The Board said this difficult situation has induced an unprecedented decline in the performance of economic activity, recording a negative growth rate of around -8.8% in 2020.
On the other hand, the Board noted the stability of inflation in February 2021 at 4.9% year-on-year, for the fourth consecutive month, compared to 5.8% in the same month of the past year. This development was due to the slowdown in the rate of increase in prices of services (5.0% compared to 5.3%) and food (4.8% compared to 4.9%), while prices of manufactured goods showed a slight increase (4.8% compared to 4.6%).

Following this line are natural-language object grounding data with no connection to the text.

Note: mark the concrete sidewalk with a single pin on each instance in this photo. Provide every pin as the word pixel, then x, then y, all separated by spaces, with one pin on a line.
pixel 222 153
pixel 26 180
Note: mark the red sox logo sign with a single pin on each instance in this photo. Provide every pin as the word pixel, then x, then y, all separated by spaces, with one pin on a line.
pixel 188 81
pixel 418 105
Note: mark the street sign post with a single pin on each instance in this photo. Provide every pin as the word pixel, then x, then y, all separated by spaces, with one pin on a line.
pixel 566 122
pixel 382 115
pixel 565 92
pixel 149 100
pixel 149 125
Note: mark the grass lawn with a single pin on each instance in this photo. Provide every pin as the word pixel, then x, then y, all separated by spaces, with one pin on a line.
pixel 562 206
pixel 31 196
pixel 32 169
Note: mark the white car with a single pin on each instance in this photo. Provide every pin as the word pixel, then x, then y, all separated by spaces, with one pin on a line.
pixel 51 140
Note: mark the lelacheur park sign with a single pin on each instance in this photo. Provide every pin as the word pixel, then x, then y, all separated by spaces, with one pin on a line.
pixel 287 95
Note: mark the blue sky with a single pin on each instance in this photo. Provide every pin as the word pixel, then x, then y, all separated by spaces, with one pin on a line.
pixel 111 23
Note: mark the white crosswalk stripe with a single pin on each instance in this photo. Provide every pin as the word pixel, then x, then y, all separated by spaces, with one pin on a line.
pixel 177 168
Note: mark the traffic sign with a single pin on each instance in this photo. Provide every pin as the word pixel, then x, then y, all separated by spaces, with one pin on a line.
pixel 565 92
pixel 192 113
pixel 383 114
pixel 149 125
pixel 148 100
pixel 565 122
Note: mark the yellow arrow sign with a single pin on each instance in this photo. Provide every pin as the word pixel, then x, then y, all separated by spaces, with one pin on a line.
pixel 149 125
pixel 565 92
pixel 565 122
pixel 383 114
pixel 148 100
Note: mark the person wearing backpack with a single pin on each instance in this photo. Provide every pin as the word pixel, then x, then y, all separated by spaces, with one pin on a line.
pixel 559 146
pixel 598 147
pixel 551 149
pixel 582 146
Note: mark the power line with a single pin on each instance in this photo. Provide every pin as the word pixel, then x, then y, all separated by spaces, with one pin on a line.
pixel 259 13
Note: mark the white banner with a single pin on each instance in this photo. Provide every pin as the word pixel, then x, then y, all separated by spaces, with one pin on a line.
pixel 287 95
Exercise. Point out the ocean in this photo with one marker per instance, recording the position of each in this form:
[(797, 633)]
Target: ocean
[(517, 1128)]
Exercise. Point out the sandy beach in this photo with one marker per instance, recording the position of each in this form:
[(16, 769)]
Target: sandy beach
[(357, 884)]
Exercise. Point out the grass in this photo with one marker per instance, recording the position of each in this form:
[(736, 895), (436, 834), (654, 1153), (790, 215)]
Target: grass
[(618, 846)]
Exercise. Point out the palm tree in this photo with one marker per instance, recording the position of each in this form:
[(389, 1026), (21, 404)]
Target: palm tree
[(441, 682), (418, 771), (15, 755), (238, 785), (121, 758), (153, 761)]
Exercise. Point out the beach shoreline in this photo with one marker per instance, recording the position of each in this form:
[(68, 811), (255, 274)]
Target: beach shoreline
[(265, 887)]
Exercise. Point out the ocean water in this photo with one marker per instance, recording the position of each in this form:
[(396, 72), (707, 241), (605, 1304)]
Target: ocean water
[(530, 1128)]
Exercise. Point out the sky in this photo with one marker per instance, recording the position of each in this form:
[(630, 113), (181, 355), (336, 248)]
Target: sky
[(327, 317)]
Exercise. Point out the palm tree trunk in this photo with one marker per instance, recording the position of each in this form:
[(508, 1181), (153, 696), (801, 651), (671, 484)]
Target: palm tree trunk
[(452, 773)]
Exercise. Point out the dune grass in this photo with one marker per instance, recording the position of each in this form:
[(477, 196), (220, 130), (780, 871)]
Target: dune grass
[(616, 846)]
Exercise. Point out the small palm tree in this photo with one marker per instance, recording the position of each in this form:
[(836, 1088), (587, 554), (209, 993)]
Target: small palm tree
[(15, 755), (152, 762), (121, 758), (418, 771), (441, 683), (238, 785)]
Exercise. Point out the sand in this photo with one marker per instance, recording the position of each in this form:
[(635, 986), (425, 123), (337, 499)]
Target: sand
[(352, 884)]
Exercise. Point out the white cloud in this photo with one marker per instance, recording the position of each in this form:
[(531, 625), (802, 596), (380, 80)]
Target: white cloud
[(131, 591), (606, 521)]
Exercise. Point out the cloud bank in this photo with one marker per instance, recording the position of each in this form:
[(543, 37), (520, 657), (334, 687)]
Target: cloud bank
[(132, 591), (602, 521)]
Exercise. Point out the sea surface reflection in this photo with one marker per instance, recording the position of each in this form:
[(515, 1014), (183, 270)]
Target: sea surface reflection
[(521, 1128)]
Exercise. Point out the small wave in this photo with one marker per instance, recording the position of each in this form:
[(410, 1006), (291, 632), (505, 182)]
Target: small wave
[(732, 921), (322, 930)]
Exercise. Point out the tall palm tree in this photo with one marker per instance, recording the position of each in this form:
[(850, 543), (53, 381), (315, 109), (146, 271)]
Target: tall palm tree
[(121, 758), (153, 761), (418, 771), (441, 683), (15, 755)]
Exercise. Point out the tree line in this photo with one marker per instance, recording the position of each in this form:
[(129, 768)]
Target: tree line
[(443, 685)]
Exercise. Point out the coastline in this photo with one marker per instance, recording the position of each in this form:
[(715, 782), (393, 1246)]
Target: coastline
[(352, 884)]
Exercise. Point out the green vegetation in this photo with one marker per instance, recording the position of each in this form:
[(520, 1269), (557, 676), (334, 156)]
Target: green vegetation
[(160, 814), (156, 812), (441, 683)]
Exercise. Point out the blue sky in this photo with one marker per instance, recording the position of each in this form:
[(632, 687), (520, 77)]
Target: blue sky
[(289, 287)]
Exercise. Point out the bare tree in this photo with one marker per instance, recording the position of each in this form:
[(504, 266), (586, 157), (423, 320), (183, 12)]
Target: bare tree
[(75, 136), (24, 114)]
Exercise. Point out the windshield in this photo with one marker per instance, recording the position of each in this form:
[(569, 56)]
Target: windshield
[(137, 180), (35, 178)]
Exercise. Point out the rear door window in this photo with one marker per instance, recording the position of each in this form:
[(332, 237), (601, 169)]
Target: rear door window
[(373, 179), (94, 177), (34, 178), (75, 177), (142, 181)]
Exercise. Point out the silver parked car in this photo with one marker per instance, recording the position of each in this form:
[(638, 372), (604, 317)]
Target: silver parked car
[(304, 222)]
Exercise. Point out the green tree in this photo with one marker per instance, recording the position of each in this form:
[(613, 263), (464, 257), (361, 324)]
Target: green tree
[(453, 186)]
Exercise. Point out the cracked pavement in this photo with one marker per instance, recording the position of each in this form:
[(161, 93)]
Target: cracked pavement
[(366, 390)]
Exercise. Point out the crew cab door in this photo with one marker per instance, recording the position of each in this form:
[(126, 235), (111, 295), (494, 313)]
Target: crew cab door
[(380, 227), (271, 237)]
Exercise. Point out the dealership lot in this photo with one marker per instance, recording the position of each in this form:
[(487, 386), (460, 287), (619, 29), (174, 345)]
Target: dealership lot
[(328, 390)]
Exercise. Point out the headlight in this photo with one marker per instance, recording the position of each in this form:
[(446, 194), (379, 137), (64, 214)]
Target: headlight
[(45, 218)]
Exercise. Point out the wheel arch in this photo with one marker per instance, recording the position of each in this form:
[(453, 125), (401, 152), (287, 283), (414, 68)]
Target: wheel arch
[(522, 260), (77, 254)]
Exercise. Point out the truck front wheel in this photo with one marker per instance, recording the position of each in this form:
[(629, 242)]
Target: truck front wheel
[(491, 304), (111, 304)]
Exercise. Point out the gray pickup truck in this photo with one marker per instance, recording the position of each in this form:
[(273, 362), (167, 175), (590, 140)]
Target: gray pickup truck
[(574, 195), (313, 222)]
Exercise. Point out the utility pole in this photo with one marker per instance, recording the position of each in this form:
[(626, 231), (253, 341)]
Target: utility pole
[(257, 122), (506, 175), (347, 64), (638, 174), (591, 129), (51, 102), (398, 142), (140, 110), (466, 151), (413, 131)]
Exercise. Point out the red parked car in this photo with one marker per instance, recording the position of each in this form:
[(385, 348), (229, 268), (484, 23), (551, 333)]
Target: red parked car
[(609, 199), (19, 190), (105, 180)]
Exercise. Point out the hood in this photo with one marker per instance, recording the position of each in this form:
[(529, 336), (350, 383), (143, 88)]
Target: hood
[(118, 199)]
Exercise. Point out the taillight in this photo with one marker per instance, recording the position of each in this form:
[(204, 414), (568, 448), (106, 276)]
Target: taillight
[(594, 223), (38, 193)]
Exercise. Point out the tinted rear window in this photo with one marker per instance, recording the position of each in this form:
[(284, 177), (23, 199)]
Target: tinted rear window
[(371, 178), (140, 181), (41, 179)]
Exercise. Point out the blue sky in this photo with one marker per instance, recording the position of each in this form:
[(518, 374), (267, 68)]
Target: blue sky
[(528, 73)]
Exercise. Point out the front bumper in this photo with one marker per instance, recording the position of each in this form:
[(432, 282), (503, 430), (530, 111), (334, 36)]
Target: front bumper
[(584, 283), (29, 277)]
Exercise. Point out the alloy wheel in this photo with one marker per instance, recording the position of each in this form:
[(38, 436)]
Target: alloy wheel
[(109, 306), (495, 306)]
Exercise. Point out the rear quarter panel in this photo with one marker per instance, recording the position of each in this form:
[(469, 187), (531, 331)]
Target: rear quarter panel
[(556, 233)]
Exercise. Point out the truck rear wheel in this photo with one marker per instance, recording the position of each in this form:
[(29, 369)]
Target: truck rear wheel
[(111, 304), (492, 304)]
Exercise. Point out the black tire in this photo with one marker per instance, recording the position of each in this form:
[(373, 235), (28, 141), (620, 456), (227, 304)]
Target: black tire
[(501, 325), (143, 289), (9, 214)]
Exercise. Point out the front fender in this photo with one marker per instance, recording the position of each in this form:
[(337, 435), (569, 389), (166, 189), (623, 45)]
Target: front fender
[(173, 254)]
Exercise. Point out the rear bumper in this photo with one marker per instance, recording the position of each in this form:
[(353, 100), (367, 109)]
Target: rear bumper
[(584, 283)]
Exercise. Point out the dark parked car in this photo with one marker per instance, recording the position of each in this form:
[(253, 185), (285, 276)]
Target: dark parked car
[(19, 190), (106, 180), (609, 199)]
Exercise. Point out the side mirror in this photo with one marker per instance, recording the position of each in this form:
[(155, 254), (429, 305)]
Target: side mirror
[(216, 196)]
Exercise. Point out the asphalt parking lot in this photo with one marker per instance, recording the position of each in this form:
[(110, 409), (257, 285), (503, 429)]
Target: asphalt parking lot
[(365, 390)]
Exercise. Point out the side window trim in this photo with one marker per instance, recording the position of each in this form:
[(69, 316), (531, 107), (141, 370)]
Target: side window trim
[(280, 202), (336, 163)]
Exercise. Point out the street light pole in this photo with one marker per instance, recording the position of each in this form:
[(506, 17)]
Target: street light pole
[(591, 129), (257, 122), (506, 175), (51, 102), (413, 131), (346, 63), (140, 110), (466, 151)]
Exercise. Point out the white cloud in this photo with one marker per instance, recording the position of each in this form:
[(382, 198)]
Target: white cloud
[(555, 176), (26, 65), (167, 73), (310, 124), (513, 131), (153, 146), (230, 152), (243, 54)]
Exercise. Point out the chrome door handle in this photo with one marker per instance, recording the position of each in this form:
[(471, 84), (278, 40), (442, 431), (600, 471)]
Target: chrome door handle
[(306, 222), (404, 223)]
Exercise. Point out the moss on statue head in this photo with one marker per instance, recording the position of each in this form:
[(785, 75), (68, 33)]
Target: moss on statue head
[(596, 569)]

The inflation rate in February 2021 was 4.9% year-on-year, compared to 5.8% in the same month last year.
As for the main indicators of core inflation, “inflation of non-administered and fresh products” saw a slight increase in its growth rate to 5.1% at the end of February 2021 compared to 5.0% in the previous month.
As regards recent developments in the external sector, the Board pointed to the regression of the current account deficit during the first two months of the year 2021 to 847 MD or 0.7% of GDP, against -1078 MD and 1% during the same period of the year 2020 and this, in connection with the contraction of the trade balance deficit of 21.2%, following the persistence of the fallout of the crisis of COVID-19 and the consolidation of labor income (+11.2%) that have partially covered the decline in tourism revenue by 55.9%.
Given these developments, net foreign exchange assets reached 21,732 MD or 156 days of imports as of March 29, 2021 against 20,098 MD or 115 days of imports at the same date of the previous year.
After discussions and deliberations on the above points, the Board stressed the need to undertake the necessary reforms and achieve political and social stability without delay, so as to improve the visibility of economic agents.
The Board affirmed that the Central Bank, for its part, will continue to closely monitor developments on the international and national levels and take the appropriate decisions and measures to preserve monetary and financial stability, fully support the national economy and effectively contribute to restoring the country’s main global and financial balances.
At the end of its work, the Board decided to maintain the key interest rate of the Central Bank of Tunisia unchanged at 6.25%.